Parker-Pope is also arguing that weight regain isn't caused by compensatory increases after the diet. It's caused by metabolic differences in formerly-fat people compared to always thin people. Parker-Pope assumes that these differences are caused by dieting; I don't think that's necessarily a valid inference, they may equally well be caused by the same underlying issue that caused the weight gain in the first place.
Of course, the evidence presented in the article could be wrong or misinterpreted. But you're arguing against it purely by stating the opposite forcefully.
Similarly, you claim
For one thing I'm not sure that there are any sustainable ways of doing this (at least not without fixing loads of complicated social problems which go way beyond just putting fat people on sensible, non-faddy diets). I also don't know for sure that this hypothetical intervention would lead to weight loss in people who are already fat, though I think it's highly likely that it would reduce the numbers of people who become fat in the first place.

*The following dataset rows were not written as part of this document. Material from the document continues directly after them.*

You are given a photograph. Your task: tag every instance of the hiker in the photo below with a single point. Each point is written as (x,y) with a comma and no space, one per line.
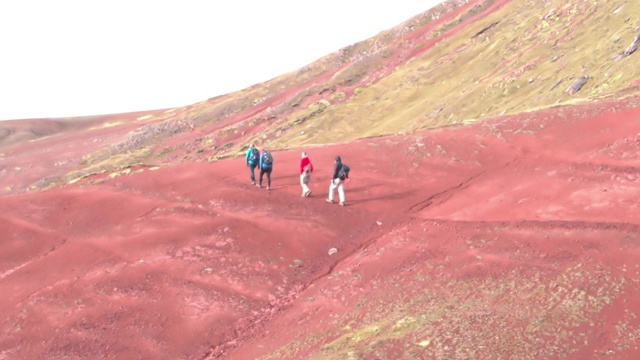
(340,175)
(306,168)
(253,158)
(266,165)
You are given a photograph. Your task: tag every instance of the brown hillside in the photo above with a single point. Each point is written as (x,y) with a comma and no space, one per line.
(491,211)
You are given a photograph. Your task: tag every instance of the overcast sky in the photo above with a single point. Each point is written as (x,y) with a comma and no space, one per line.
(85,57)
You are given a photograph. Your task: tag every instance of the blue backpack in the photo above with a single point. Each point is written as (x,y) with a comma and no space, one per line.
(254,156)
(267,158)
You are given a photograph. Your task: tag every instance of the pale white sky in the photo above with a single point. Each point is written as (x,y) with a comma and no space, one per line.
(85,57)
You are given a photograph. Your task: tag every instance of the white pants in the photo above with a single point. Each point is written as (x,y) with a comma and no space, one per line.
(337,183)
(304,180)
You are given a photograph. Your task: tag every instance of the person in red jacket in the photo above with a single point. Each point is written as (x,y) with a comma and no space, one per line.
(306,168)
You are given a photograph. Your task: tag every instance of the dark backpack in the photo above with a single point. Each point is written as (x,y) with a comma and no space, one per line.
(254,156)
(344,172)
(267,158)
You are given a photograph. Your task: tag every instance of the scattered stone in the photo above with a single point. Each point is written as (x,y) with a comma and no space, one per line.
(297,263)
(633,47)
(577,85)
(556,84)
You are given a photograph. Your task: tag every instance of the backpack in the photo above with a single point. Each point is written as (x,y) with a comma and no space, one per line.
(253,157)
(344,172)
(267,158)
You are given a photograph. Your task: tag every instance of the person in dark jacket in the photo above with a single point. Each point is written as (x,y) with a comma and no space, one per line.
(266,166)
(253,158)
(337,183)
(306,168)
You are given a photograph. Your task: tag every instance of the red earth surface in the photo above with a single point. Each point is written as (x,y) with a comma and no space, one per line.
(513,238)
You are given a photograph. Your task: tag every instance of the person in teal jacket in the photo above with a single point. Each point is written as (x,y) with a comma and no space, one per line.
(266,166)
(253,159)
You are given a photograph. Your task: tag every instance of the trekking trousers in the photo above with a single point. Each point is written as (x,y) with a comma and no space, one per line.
(339,184)
(304,180)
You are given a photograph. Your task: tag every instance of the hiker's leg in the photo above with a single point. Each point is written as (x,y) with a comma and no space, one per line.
(332,189)
(341,191)
(304,178)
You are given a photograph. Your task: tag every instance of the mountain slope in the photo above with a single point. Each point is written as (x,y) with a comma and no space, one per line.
(491,213)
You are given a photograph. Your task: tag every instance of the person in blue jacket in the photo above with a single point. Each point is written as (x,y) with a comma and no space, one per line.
(253,158)
(266,166)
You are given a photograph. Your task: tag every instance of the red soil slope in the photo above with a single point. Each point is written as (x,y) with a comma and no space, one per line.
(518,237)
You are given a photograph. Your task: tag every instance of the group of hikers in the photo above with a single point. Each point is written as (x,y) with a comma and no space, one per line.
(264,162)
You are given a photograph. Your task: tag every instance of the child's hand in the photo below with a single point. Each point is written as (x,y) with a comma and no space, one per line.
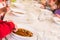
(15,29)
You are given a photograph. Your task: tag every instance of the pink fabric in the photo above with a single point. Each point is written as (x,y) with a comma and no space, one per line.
(0,0)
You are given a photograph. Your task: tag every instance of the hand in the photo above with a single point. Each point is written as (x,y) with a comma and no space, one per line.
(15,29)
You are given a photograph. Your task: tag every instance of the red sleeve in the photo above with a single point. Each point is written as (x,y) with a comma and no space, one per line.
(6,28)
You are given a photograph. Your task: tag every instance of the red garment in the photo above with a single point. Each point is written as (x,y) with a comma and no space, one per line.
(6,28)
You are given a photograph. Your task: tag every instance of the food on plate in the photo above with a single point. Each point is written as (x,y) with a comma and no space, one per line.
(24,32)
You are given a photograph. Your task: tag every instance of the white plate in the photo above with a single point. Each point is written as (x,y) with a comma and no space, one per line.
(57,20)
(17,37)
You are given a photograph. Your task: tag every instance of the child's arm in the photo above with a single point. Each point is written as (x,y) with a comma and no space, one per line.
(6,28)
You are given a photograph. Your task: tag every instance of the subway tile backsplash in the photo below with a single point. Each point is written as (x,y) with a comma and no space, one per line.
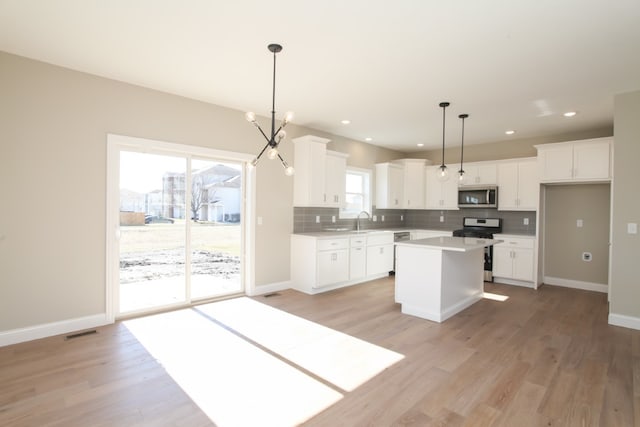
(304,219)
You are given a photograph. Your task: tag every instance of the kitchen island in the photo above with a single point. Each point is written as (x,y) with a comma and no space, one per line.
(439,277)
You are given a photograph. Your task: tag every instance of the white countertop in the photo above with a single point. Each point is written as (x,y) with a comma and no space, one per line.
(459,244)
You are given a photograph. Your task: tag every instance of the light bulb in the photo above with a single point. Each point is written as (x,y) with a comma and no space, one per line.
(288,117)
(443,173)
(272,153)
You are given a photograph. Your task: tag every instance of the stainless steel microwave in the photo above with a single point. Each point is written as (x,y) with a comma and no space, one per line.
(478,197)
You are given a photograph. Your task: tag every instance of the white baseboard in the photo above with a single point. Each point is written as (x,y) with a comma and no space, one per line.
(624,321)
(271,287)
(576,284)
(15,336)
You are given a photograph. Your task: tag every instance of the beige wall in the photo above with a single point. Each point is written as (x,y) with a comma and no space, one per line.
(53,127)
(625,275)
(565,242)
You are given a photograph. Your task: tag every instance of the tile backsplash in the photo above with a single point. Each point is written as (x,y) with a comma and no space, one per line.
(312,220)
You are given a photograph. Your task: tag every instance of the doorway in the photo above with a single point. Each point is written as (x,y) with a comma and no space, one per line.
(180,228)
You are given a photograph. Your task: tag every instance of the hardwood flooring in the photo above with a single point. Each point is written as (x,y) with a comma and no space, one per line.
(540,358)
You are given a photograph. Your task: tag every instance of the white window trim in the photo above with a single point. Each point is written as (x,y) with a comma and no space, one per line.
(343,214)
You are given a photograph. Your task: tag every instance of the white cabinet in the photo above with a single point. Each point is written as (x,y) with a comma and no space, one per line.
(513,258)
(333,261)
(440,195)
(335,179)
(480,173)
(389,186)
(518,186)
(413,183)
(320,174)
(358,258)
(379,254)
(577,161)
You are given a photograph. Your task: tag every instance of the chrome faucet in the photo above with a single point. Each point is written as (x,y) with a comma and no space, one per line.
(358,219)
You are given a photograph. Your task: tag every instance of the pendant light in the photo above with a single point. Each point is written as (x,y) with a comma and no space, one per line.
(274,138)
(461,171)
(443,173)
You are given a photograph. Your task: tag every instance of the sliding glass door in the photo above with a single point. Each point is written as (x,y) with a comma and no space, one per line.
(179,231)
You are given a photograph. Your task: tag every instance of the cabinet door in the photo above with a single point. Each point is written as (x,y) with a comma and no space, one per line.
(379,259)
(508,186)
(357,262)
(502,262)
(522,264)
(591,160)
(413,186)
(333,267)
(556,163)
(335,182)
(528,185)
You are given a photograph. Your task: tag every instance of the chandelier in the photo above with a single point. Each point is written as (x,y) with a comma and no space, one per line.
(274,138)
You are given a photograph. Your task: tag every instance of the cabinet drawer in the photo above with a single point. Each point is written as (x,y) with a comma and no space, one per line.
(358,241)
(380,239)
(330,244)
(515,242)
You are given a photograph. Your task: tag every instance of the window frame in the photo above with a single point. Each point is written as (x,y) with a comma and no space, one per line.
(367,174)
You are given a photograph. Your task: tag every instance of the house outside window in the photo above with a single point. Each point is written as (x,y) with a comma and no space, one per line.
(357,192)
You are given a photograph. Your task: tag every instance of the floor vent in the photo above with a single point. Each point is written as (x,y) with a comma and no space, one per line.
(272,294)
(80,334)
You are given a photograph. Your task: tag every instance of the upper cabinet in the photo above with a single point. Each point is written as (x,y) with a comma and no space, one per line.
(441,195)
(480,173)
(389,186)
(577,161)
(518,185)
(413,183)
(320,174)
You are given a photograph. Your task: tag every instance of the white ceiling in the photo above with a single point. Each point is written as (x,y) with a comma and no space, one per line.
(385,65)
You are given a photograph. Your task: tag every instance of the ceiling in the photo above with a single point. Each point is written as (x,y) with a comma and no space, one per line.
(383,65)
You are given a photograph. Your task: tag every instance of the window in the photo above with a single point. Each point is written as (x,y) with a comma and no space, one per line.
(357,192)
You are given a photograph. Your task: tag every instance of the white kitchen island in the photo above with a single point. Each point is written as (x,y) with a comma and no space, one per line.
(439,277)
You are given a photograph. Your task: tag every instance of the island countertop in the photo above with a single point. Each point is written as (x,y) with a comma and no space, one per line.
(459,244)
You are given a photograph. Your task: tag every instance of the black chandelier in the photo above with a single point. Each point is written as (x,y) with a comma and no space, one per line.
(273,140)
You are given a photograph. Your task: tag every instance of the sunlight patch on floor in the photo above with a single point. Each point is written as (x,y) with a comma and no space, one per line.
(495,297)
(232,381)
(338,358)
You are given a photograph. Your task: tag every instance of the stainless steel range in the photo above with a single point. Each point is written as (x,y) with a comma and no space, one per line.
(482,228)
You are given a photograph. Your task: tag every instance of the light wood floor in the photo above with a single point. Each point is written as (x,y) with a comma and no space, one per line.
(540,358)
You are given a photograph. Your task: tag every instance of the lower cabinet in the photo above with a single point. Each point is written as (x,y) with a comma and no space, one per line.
(513,258)
(322,263)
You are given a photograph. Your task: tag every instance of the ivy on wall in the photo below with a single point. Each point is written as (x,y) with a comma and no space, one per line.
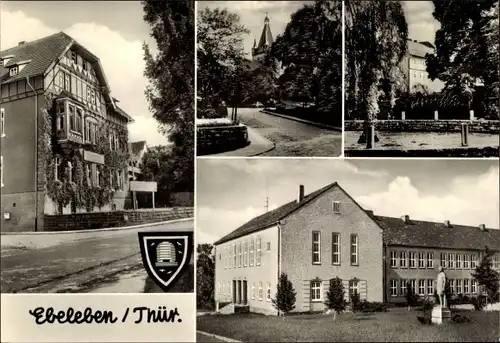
(74,187)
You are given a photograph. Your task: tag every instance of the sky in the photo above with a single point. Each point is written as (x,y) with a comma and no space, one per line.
(230,192)
(252,14)
(114,31)
(421,24)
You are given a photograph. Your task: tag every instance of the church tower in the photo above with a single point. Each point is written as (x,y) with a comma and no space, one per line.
(265,42)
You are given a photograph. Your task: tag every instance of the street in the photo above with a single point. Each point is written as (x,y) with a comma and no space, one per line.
(108,262)
(292,138)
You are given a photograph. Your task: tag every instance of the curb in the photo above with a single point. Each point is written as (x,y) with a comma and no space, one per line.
(222,338)
(123,228)
(324,126)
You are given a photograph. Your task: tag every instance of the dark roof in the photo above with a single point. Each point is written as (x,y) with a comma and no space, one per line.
(42,52)
(272,217)
(420,233)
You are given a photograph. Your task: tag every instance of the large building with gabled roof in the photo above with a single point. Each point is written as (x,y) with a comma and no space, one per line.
(61,131)
(327,234)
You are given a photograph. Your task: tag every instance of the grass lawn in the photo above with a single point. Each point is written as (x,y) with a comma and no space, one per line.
(397,326)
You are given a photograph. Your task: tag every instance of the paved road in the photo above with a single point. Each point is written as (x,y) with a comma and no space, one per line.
(292,138)
(108,262)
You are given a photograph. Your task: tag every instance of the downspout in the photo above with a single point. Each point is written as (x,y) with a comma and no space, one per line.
(36,152)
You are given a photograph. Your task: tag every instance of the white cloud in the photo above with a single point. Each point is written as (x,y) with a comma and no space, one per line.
(121,59)
(472,200)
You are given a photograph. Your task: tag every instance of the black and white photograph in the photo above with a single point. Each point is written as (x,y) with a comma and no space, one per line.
(269,78)
(97,141)
(421,79)
(353,250)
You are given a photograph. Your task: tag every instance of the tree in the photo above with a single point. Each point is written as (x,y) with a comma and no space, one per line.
(285,298)
(376,35)
(486,276)
(171,76)
(205,276)
(220,53)
(335,297)
(466,46)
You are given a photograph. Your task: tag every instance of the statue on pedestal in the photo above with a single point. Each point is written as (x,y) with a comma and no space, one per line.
(440,287)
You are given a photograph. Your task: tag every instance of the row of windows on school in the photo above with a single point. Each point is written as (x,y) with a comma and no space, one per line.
(426,287)
(405,259)
(257,290)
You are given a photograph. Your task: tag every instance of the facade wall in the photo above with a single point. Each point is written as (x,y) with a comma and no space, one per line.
(401,270)
(261,279)
(296,243)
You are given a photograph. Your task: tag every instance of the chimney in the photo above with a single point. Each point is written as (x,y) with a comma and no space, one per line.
(301,193)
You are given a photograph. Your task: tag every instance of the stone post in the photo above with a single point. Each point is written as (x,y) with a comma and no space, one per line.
(465,134)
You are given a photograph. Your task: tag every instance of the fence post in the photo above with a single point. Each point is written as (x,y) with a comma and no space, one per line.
(465,134)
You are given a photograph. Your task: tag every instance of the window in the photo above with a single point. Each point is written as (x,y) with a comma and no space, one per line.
(252,243)
(430,260)
(413,259)
(336,248)
(473,261)
(259,253)
(316,248)
(13,71)
(235,256)
(421,287)
(316,291)
(421,260)
(2,121)
(451,261)
(245,254)
(473,286)
(402,287)
(394,259)
(57,164)
(430,286)
(394,288)
(403,257)
(353,287)
(354,250)
(240,255)
(71,117)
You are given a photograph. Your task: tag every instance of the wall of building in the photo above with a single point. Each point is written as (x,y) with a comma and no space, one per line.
(18,151)
(266,273)
(427,273)
(296,246)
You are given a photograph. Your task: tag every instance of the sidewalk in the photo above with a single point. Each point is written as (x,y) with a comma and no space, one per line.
(258,145)
(323,126)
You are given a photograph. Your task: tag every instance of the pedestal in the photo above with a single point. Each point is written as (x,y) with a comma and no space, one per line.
(440,315)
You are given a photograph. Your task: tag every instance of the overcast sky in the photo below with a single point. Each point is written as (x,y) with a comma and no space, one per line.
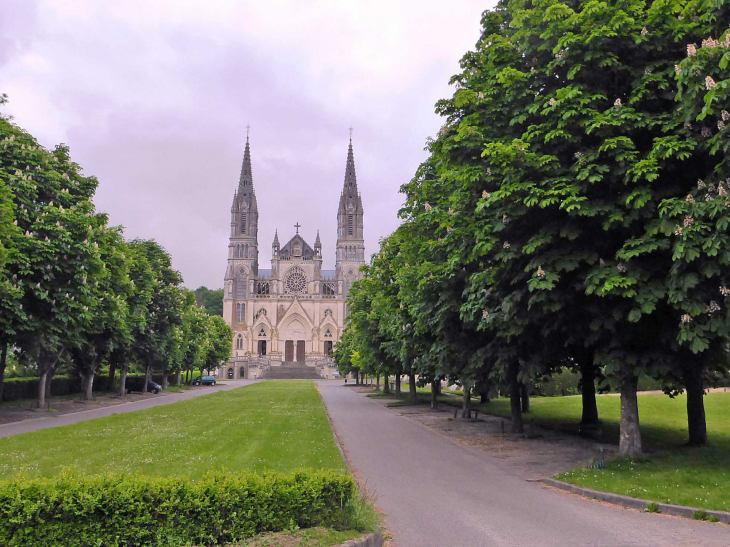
(153,97)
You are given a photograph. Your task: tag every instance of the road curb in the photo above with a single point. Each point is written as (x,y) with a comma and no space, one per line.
(636,503)
(371,540)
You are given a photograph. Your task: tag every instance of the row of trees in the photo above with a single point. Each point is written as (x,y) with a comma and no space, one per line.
(573,212)
(73,290)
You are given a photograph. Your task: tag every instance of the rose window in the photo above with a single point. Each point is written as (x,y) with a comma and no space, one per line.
(295,281)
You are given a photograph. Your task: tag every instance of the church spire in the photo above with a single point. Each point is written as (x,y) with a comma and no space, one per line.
(350,177)
(246,180)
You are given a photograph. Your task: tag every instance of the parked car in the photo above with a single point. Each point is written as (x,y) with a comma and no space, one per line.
(137,384)
(205,380)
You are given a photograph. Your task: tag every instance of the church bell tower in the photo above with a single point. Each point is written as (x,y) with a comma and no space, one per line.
(350,241)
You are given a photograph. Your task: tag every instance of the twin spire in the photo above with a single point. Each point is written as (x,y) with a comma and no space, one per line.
(246,179)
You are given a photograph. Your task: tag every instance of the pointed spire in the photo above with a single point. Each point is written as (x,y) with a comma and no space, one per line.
(246,180)
(350,177)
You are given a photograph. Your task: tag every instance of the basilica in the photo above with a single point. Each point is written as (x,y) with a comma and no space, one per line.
(295,310)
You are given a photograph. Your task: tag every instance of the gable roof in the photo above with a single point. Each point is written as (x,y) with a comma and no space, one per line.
(287,251)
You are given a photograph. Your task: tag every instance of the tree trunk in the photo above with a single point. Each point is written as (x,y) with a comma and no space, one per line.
(49,382)
(484,394)
(3,361)
(112,375)
(466,402)
(514,396)
(46,360)
(588,392)
(123,380)
(630,436)
(434,394)
(41,397)
(87,384)
(693,382)
(525,396)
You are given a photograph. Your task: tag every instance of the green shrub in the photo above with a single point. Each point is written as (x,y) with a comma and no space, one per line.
(136,510)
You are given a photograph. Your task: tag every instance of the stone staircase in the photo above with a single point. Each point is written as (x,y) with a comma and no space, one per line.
(291,370)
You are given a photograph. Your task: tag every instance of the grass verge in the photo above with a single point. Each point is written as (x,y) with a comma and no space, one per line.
(671,472)
(275,426)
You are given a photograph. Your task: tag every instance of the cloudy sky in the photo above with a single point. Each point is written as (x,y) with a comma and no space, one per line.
(154,96)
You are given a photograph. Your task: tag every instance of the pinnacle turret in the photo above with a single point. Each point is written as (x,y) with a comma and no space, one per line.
(350,177)
(246,180)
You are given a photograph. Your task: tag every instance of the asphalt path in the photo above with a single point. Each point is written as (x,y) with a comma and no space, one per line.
(34,424)
(435,492)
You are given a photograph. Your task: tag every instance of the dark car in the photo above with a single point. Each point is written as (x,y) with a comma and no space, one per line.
(205,380)
(137,384)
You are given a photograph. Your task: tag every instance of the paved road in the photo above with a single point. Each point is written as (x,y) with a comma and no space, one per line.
(35,424)
(437,493)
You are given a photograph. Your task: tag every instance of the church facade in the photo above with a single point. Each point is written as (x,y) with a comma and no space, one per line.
(294,311)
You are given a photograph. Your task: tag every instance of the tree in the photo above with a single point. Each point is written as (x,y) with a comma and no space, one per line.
(576,106)
(142,281)
(109,327)
(163,309)
(54,265)
(218,340)
(210,300)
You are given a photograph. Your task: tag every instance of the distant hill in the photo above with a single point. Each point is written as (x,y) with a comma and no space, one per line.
(211,300)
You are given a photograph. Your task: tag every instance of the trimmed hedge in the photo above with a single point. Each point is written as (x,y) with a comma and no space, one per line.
(130,510)
(27,388)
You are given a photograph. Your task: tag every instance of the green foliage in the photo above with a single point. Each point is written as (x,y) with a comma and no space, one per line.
(558,222)
(139,510)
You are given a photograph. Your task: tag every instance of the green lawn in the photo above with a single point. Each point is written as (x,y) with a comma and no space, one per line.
(671,471)
(277,426)
(310,537)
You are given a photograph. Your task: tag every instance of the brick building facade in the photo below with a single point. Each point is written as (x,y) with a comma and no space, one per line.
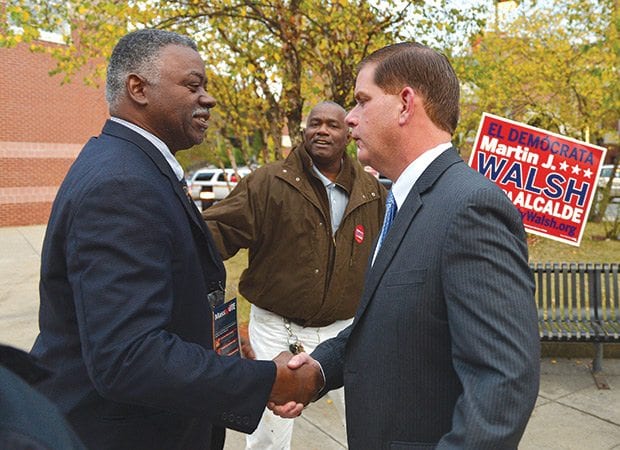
(43,126)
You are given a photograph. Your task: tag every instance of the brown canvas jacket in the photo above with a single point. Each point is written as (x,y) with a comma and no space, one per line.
(297,269)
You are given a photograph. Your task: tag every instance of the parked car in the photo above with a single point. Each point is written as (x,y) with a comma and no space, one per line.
(209,185)
(606,171)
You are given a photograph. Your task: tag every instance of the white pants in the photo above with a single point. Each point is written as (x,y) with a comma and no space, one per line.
(269,337)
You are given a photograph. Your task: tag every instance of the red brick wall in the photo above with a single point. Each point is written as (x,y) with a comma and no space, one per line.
(43,125)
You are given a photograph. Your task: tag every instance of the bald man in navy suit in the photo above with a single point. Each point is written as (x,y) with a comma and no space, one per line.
(128,268)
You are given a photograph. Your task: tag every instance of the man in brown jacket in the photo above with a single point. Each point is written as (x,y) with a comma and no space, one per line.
(309,223)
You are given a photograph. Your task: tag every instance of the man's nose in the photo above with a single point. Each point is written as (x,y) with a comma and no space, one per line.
(207,101)
(350,119)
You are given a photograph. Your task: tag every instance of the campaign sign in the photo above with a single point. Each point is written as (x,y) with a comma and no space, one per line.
(550,178)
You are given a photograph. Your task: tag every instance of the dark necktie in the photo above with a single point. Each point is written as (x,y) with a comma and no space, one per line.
(390,213)
(186,190)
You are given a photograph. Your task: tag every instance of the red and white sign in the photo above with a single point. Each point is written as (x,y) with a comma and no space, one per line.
(359,234)
(550,178)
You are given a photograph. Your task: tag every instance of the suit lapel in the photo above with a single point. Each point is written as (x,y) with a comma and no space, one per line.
(402,222)
(197,223)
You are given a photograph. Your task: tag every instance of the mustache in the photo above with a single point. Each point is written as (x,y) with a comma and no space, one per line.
(201,112)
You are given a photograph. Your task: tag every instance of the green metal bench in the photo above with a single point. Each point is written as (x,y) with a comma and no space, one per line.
(578,302)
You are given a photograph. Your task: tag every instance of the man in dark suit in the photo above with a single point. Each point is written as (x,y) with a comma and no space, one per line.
(127,269)
(443,351)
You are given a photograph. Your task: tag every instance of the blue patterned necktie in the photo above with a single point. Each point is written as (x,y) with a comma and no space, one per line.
(390,213)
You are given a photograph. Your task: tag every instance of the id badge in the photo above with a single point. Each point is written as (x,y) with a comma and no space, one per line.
(225,334)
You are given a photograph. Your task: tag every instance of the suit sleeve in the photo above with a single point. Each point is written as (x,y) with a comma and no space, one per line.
(125,242)
(330,354)
(492,316)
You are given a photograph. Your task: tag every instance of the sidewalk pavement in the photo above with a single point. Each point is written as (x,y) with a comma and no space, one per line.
(571,412)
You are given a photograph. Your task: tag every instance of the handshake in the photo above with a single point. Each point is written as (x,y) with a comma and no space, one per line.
(298,381)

I disagree that . In fact, for this to be good medical advice, it is also necessary that the improved quality of life justifies the costs. For 19 out of 20 people, there is at very best no benefit, so why should they devote lots of time and effort to a futile attempt which will just make them feel bad about themselves when they fail? For the 1 in 20 people who are able to lose weight, the costs are very significant, and the benefits are, well, surprisingly elusive.
I would think it's a much better idea for doctors to encourage us to do plenty of exercise and eat healthy, balanced diets, and not care about the effects on weight. Improving your habits is hard but possible, especially if you measure success by how much your habits have improved rather than by some outcome that is only partly related. And the health benefits are much better evidenced than those of weight loss. That's why I believe in HAES, basically.
On thinness/fatness
Date: 2012-01-09 04:34 pm (UTC)Also, and I can only speak for diabetes and cardiovascular disease risk here but the situation is probably similar for many other things, there is definitely a genetic component to these sorts of risk factors but even if you're in the highest genetic risk category, if you eat well and exercise well then you can reduce your risk down to a fraction of what it would be if you didn't. I'll see if I can find a graph, this is easier to explain with a good diagram ;-)
Re: On thinness/fatness
Date: 2012-01-17 11:56 am (UTC)And yes, of course you can mitigate (or worsen) genetic risk through lifestyle. Some people do seem to be very resistant to the idea that there's a genetic component to long-term health, because they're afraid that it might give people an "excuse" to live unhealthily. I think this is kind of irrelevant, but it seems to be a fear that people have. Graphs would be lovely, I'm a very verbal person but this kind of thing is almost certainly better represented visually.